Lecture: Quantum Biology
The Copenhagen Bioscience Lectures are a series of open lectures for all researchers and other interested in and around the Copenhagen area. Every 4 weeks, on a Thursday evening, you are invited for lectures on themes with a general interest for the Novo Nordisk Foundation Research Centers and bioscience researchers in general. Often there will be a cross-disciplinary focus. The theme for the lecture on the 7th of November will be "Quantum biology" with speakers Heiner Linke and Ilia Solov’yov. We hope to see you there!Read more
TEASER FOR THE LECTURES
Engineering with molecular motors, Heiner Linke
Protein-based molecular motors are ubiquitous in biology where they play central roles in essentially all cellular processes. In this colloquium, I will present two major projects concerning the engineering of, and with, protein based molecular motors.
First, I will report the status of an international effort to create an artificial, protein-based motor. Using the same material system (proteins) as biology is a high-risk, high gain effort.
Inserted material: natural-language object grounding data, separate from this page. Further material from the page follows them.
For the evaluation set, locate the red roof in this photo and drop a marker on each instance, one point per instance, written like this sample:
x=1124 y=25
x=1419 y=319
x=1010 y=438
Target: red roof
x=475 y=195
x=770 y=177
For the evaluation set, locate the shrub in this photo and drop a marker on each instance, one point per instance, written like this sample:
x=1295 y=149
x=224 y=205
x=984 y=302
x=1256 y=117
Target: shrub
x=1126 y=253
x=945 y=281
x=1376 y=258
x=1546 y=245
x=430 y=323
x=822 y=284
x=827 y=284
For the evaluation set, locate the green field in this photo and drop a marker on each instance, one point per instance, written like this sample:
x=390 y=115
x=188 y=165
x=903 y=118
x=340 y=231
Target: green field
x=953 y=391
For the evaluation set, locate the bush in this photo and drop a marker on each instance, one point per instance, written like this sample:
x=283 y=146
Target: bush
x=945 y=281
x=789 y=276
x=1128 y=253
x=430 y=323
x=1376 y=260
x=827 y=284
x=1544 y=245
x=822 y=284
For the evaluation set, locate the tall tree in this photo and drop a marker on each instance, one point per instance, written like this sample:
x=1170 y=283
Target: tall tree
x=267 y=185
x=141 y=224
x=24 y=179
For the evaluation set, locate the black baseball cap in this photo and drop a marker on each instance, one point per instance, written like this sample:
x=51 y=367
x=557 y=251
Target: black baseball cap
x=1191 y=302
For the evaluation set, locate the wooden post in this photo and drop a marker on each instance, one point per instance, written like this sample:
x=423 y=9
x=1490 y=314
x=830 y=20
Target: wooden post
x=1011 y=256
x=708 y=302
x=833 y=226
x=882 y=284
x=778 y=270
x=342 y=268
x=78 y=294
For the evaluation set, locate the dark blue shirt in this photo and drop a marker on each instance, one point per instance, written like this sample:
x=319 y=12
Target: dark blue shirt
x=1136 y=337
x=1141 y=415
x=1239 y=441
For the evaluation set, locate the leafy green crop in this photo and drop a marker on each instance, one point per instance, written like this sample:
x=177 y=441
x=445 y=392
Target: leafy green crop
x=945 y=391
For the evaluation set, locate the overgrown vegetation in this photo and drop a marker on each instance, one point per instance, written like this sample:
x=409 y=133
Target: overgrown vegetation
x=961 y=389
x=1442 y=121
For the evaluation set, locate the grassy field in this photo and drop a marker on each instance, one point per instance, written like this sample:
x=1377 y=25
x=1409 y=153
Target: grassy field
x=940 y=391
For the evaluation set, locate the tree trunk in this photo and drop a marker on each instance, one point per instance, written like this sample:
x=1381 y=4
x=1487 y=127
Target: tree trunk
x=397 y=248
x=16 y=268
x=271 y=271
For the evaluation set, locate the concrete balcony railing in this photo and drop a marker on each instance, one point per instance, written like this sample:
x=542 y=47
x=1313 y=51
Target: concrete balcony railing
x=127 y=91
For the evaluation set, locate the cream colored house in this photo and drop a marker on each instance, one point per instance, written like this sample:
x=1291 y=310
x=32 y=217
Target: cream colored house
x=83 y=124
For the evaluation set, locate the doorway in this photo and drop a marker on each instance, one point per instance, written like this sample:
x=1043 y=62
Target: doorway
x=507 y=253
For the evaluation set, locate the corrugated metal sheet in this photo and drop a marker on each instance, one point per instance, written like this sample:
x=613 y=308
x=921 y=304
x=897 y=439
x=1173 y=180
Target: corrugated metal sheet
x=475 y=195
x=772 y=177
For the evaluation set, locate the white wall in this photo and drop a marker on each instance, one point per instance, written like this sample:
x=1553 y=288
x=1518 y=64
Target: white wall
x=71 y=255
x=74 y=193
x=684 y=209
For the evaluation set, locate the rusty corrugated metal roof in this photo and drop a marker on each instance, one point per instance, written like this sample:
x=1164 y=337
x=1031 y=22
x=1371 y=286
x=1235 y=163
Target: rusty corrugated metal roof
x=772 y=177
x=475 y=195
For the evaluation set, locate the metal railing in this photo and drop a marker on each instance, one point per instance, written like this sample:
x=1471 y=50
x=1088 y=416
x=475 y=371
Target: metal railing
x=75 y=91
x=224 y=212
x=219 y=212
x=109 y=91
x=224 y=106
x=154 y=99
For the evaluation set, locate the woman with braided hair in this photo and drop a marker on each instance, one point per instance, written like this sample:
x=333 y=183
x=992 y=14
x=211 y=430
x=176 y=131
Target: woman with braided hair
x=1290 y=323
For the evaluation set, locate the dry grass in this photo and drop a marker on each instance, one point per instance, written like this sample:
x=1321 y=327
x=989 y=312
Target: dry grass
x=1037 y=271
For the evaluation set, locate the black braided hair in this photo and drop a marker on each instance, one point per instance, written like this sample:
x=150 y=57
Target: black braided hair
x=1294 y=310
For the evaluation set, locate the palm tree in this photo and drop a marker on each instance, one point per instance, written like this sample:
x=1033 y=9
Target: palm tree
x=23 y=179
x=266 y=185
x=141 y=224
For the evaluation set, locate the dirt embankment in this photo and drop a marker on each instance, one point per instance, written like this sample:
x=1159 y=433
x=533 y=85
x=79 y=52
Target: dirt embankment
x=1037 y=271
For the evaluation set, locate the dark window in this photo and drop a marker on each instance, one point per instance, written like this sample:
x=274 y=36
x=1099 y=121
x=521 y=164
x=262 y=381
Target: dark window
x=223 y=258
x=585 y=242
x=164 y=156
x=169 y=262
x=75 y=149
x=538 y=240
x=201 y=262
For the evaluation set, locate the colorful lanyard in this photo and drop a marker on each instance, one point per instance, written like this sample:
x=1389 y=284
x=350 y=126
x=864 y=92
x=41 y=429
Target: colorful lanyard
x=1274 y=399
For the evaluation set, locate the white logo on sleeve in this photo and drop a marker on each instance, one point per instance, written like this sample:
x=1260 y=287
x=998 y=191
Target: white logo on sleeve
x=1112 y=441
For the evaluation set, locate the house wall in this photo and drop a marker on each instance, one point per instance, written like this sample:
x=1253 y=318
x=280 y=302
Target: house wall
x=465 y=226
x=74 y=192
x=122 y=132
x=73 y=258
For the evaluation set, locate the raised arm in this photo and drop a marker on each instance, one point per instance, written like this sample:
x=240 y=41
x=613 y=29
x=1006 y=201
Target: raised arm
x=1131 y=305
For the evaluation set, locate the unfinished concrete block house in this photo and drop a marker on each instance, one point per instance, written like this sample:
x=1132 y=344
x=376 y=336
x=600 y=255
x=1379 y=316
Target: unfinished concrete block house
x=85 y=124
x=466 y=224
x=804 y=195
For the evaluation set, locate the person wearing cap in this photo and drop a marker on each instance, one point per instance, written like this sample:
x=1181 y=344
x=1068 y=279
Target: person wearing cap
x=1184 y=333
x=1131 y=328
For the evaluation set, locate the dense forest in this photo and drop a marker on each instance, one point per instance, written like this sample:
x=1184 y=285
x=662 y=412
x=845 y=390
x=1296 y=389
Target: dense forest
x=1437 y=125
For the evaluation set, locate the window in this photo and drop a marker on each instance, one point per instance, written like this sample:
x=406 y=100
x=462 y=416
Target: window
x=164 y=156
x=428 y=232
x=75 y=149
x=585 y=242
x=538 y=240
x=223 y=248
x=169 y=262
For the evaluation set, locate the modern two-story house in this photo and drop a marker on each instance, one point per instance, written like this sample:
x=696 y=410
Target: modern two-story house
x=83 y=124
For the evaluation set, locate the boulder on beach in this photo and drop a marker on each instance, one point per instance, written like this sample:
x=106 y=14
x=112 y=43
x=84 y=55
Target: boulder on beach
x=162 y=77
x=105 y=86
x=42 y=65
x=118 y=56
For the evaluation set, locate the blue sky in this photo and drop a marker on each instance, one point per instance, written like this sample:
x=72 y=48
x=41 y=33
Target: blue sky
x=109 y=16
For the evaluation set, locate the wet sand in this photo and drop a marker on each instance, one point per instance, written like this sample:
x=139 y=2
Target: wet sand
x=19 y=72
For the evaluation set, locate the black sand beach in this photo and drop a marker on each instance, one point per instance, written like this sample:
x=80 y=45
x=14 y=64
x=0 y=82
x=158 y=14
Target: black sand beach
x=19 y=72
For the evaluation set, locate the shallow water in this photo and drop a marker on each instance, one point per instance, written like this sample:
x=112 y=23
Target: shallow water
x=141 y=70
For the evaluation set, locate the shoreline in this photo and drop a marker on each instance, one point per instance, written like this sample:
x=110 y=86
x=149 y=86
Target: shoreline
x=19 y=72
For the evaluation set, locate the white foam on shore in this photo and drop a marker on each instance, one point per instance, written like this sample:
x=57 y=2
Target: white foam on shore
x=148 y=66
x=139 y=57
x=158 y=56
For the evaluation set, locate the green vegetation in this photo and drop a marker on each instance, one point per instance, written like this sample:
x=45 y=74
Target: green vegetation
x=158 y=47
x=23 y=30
On the one hand, due to its complexity, it is still very difficult to design a protein with specific functions from the bottom up. On the other hand, the exquisite variety and performance (e.g. an almost ideal energy efficiency) of biological motors shows that a high degree of engineering excellence can be achieved in principle. I will report on the design and construction of “Tumbleweed”, a protein assembly designed to move along a DNA track, powered by externally controlled changes in ligand concentrations that control binding and unbinding between Tumbleweed and track.
Second, I will describe a major EU project, Bio4Comp, to use biological molecular motors to build a highly energy efficient, parallel computer. Electronic computers are extremely powerful at performing a high number of operations at very high speeds, sequentially. However, they struggle with combinatorial tasks that can be solved faster if many operations are performed in parallel. We have presented proof-of-concept of a molecular-motor based parallel computer by solving the specific instance of a classical nondeterministic-polynomial-time complete (“NP-complete”) problem, the subset sum problem. The computer consists of a specifically designed, nanostructured network explored by a large number of molecular-motor-driven, protein filaments. This system is highly energy efficient, thus avoiding the heating issues limiting electronic computers. I will discuss which other problems we can solve, the technical advances necessary to solve larger combinatorial problems than existing computation devices, as well as the relation to quantum computation.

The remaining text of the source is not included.